RHEL BasedRocky Linux

How To Install Passbolt on Rocky Linux 10

r00t
8 minutes read

Install Passbolt on Rocky Linux 10

Managing passwords across a team without a proper system is a security incident waiting to happen. Shared spreadsheets, reused credentials, and email threads with plaintext passwords are exactly how breaches start. Passbolt is a self-hosted, open-source password manager built specifically for teams, and installing it on Rocky Linux 10 gives you full control over your credential infrastructure with zero dependency on third-party cloud services.

In this guide, you will install Passbolt Community Edition on Rocky Linux 10 from scratch. You will set up the official repository, configure MariaDB and Nginx, handle SSL, and walk through the web-based wizard to get your first admin account working. By the end, you will have a production-ready, browser-accessible Passbolt instance secured with TLS.

What Is Passbolt and Why Run It on Rocky Linux 10?

Passbolt is a PHP-based, OpenPGP-powered password manager designed for collaborative credential management. Unlike consumer password managers, Passbolt is built around team workflows: role-based access control, secure password sharing, and an extensible REST API for DevOps integrations.

On the server side, Passbolt uses the GnuPG PHP extension and GPGAuth, a challenge-response authentication protocol built on OpenPGP. All encryption and decryption happen inside the browser via the Passbolt browser extension; the server never handles plaintext passwords at any point.

Rocky Linux 10, released in June 2025, is a free, RHEL 10-compatible enterprise Linux distribution.

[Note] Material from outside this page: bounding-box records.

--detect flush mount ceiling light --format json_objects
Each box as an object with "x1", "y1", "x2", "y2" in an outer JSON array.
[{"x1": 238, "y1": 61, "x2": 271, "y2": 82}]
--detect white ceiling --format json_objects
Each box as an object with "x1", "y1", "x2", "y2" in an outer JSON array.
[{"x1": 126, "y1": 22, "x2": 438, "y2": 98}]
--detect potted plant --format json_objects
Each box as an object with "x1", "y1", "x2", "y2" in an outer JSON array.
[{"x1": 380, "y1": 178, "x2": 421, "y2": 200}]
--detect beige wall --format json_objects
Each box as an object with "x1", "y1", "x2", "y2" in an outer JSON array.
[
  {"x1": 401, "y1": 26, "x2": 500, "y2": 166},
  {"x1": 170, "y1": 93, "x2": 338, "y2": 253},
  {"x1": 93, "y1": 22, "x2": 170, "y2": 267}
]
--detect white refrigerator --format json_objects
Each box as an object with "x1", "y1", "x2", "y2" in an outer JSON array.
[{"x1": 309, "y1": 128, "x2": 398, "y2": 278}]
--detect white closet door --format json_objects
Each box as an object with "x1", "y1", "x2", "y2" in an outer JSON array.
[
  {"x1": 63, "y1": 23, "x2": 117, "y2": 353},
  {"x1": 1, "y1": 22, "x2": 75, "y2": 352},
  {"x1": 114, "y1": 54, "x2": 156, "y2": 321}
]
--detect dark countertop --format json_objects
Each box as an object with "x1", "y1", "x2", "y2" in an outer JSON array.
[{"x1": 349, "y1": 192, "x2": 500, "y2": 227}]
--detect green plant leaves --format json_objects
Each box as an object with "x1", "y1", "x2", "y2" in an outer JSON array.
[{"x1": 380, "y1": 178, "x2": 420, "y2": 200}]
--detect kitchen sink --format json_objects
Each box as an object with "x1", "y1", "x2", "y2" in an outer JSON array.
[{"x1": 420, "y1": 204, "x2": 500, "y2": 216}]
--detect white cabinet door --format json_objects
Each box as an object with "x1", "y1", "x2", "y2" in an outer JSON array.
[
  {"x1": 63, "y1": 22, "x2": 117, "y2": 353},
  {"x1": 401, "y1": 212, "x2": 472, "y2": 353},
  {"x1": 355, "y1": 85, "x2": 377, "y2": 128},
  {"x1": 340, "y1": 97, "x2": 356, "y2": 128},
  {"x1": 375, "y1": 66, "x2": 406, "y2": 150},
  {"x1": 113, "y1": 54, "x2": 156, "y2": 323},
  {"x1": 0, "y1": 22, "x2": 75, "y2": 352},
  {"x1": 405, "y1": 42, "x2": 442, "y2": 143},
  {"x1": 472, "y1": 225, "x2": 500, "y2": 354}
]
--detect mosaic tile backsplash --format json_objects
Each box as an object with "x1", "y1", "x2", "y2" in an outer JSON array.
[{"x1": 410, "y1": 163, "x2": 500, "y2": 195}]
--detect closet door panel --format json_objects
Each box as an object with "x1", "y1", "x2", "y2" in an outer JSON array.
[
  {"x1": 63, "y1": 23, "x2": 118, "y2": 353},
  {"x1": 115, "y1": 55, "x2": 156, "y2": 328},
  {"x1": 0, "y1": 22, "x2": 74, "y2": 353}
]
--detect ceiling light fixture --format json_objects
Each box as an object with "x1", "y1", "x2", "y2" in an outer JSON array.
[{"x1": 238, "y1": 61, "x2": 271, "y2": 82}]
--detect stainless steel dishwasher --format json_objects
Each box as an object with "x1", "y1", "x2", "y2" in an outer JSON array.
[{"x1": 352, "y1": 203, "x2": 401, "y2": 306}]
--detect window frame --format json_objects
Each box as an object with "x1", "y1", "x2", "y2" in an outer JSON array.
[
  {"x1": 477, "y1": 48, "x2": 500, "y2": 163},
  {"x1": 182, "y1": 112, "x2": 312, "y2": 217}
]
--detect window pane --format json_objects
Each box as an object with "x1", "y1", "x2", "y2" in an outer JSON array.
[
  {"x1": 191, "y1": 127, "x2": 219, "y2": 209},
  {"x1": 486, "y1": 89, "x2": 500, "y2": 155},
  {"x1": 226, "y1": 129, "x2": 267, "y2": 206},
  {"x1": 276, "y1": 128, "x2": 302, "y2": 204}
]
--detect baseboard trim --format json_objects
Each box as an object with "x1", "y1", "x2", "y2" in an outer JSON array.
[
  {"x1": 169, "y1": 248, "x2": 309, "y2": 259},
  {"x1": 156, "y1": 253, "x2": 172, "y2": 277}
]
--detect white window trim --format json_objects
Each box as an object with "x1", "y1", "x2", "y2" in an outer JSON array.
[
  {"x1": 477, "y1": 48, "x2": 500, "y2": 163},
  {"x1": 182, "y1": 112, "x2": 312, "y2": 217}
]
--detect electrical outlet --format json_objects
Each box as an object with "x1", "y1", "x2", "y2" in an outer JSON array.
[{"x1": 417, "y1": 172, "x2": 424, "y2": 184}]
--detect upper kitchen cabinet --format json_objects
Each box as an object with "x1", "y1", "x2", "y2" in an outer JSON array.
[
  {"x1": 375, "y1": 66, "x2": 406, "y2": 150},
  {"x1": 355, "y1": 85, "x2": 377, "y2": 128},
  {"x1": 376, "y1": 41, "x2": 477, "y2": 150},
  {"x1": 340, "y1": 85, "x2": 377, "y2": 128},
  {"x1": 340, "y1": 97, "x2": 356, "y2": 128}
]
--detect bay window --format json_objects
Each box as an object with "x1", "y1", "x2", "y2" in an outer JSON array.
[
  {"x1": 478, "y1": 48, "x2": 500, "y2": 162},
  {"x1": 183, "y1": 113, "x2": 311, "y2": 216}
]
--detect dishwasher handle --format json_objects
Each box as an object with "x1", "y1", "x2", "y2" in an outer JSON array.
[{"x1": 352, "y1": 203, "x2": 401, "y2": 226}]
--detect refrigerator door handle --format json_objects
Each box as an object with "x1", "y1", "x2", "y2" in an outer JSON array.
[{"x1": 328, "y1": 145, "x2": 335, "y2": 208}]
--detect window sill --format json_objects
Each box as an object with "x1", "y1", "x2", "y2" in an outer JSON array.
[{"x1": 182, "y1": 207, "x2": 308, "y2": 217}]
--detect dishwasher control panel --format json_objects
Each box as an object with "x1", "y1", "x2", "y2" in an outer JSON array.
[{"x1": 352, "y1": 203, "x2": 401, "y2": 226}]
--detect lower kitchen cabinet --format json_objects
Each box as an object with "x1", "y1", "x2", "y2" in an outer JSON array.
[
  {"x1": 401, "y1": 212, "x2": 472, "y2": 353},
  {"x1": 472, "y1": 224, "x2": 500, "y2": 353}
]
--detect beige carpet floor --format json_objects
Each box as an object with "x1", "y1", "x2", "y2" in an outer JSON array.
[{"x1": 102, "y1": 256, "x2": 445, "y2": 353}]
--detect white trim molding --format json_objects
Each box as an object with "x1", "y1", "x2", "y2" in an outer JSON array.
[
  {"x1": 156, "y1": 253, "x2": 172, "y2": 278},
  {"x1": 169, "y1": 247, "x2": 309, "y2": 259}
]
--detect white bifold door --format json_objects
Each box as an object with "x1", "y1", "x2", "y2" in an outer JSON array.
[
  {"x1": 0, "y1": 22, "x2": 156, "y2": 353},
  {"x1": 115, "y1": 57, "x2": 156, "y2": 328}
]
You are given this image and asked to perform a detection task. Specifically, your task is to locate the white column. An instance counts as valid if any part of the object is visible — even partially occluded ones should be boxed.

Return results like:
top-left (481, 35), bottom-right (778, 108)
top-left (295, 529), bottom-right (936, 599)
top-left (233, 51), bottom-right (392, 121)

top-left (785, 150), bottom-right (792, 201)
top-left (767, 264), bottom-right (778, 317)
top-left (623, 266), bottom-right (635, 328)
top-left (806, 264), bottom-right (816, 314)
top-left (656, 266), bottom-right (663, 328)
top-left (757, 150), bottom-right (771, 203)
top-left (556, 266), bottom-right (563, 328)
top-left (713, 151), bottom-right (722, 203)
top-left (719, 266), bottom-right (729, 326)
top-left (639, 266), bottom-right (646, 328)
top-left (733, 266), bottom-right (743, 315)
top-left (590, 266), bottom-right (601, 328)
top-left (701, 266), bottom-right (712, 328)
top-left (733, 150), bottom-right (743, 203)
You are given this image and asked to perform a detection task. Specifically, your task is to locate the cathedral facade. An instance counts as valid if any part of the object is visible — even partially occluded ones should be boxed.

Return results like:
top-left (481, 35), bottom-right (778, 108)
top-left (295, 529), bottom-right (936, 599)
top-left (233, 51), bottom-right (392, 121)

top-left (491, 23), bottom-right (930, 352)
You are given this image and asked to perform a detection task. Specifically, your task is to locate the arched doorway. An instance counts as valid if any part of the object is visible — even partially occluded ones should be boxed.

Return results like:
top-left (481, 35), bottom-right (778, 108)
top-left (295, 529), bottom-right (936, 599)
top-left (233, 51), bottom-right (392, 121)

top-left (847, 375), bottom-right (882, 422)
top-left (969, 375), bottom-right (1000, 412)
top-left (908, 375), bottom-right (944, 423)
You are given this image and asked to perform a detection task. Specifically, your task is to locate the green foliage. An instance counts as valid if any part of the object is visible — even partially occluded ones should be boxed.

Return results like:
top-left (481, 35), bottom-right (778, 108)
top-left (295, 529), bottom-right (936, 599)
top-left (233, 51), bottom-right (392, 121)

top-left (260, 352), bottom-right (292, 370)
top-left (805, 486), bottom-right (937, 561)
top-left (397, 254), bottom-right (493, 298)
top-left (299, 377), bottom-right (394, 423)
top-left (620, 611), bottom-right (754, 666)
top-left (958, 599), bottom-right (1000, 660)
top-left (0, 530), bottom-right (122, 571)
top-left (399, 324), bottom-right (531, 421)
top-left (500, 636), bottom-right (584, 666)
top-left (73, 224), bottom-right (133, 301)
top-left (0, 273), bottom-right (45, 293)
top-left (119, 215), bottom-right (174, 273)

It ships with updated security features including Post-Quantum Cryptography support in OpenSSL and OpenSSH, Sequoia PGP, and the yescrypt password hashing algorithm by default. It is a rock-solid base for a security-sensitive application like Passbolt.

Prerequisites

Before you start the Passbolt on Rocky Linux 10 setup, make sure the following are in place:

  • Fresh Rocky Linux 10 minimal install with no pre-existing services. The Passbolt installer scripts can damage existing data if other applications are already running.
  • Minimum 2 CPU cores and 2 GB RAM on your server.
  • A domain name with a DNS A record already pointing to your server’s public IP (e.g., passbolt.yourdomain.com). Let’s Encrypt validation requires this to be live before running the configuration tool.
  • A non-root sudo user with SSH access.
  • A working SMTP server or relay for Passbolt email notifications. Invitations and health alerts are sent over SMTP.
  • NTP configured and active on the server. GPGAuth is time-sensitive; clock drift causes authentication failures.
  • Open firewall ports 80 (HTTP) and 443 (HTTPS).
  • If you plan to use manual SSL certificates instead of Let’s Encrypt, have the full paths to your .pem certificate and private key ready before running the configuration tool.

Step 1: Update Your Rocky Linux 10 System

Always start with a fully updated system. This ensures you have the latest security patches and avoids dependency conflicts during Passbolt installation.

sudo dnf update -y
sudo dnf upgrade -y

After the upgrade completes, reboot if a kernel update was applied:

sudo reboot

Confirm your OS version after reboot:

cat /etc/os-release

You should see Rocky Linux 10 in the output. If the version does not match, stop and verify your server image before continuing.

Step 2: Configure the Firewall

Rocky Linux 10 uses firewalld by default. Passbolt runs over HTTPS, but the configuration wizard also requires port 80 open temporarily for Let’s Encrypt HTTP-01 domain validation.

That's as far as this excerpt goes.